Nesse ínterim, comecei e abandonei, comecei e abandonei, comecei e abandonei vezes sem fim um projeto (vários projetos) de romance.

Sempre achei que eu fosse uma pessoa da prosa. Sempre achei que a minha vida valeria uma longa narrativa.

Setembro

Depois de mais de um ano escrevendo meses a fio, decidi arriscar e, timidamente, comecei a enviar textos meus para revistas virtuais.

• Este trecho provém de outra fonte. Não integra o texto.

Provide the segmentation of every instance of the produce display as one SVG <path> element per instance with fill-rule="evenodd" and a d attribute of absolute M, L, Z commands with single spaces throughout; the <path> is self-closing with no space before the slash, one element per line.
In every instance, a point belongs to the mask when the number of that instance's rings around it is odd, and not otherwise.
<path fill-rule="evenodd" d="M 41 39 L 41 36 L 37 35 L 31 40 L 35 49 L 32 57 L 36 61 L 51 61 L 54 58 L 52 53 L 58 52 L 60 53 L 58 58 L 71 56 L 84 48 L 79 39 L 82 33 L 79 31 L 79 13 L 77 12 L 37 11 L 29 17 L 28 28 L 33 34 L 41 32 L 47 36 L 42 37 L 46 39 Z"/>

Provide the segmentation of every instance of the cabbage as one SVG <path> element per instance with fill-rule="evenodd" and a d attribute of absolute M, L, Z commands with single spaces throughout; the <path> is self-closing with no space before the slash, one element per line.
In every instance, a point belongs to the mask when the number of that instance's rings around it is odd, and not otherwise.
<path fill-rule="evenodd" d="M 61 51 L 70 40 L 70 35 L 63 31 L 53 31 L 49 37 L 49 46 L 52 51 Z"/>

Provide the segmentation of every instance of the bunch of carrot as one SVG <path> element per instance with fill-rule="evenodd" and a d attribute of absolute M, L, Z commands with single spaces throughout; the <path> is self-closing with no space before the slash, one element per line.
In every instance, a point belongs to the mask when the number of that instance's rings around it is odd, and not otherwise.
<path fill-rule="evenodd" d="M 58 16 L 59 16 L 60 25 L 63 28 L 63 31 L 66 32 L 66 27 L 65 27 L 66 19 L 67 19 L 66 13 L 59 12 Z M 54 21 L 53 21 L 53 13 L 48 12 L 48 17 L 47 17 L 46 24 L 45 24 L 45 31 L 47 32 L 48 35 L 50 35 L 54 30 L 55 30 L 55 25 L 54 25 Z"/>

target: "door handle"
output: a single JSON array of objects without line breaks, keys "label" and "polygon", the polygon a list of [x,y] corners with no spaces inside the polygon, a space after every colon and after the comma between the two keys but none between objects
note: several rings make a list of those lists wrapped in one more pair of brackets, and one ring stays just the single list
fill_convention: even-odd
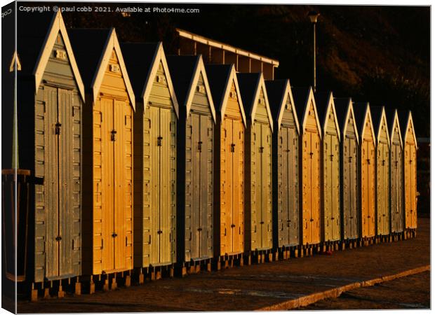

Virar “poeta”, essa coisa diáfana, foi quase um acaso: os dois primeiros textos que publiquei, no mês de setembro do ano seguinte, foram duas prosas, talvez poéticas, mas ainda ancoradas em tudo o que não era o verso.

Começando já como uma “autora velha” ou, dizendo sem etarismo, “começando tardiamente de acordo com a visão de alguns”, eu nunca pensei que aqueles dois textos iniciais, publicados em uma revista on-line de uma livraria de minha cidade natal, poderiam de fato me levar a outros lugares.

Sinceramente, eu só comemorava o fato de alguém querer lê-los — e, quem sabe, gostar da experiência da leitura. Mas esses textos acabaram me levando a outras publicações, uma conduzindo à outra, como uma série de miçangas em um fio que vamos montando sem ter a certeza, apenas uma vaga noção, do resultado.

Outubro e novembro

Lembro-me de ler muito nesses meses. Lembro-me de escrever muito — cada vez mais poesia. E de enviar, vezes sem fim, originais para chamadas de publicação. Lembro-me também de que, nessa época, comecei a rascunhar e organizar um livro de poemas, rejeitado em mais de uma ocasião, por mais de uma editora.

Dezembro

Tudo termina começando de novo. Ser escritora, ser poeta, é andar em círculos no meio das palavras, carregando mais palavras nos bolsos.

Quando dei por mim, tinha publicado outros textos em revistas; tinha feito videopoemas; tinha escrito mais e mais; tinha me candidatado para cursos de escrita; e tinha, por fim, me inscrito em um portal de poesia: este, a Fazia Poesia.

Janeiro e fevereiro (e tudo novo de novo)

Foi quando adentrei como colaboradora e poeta (oficialmente poeta) neste portal que, creio, um profissionalismo maior começou a tomar corpo e consciência em minhas produções.

Percebi, de forma explícita com a FP, a presença de uma rede de pessoas muito diversas com aspirações e desejos muito semelhantes aos meus; percebi também a existência de outras formas de produção, circulação e consumo da poesia contemporânea para além do livro físico e das publicações impressas. Essas foram percepções importantes, em grande medida, para a ampliação das minhas próprias expectativas enquanto escritora e poeta.

Em suma, todo o caminho percorrido até aqui, de fevereiro a fevereiro, apenas me ensinou muito mais do que, um dia, eu imaginaria, como produtora e autora de textos.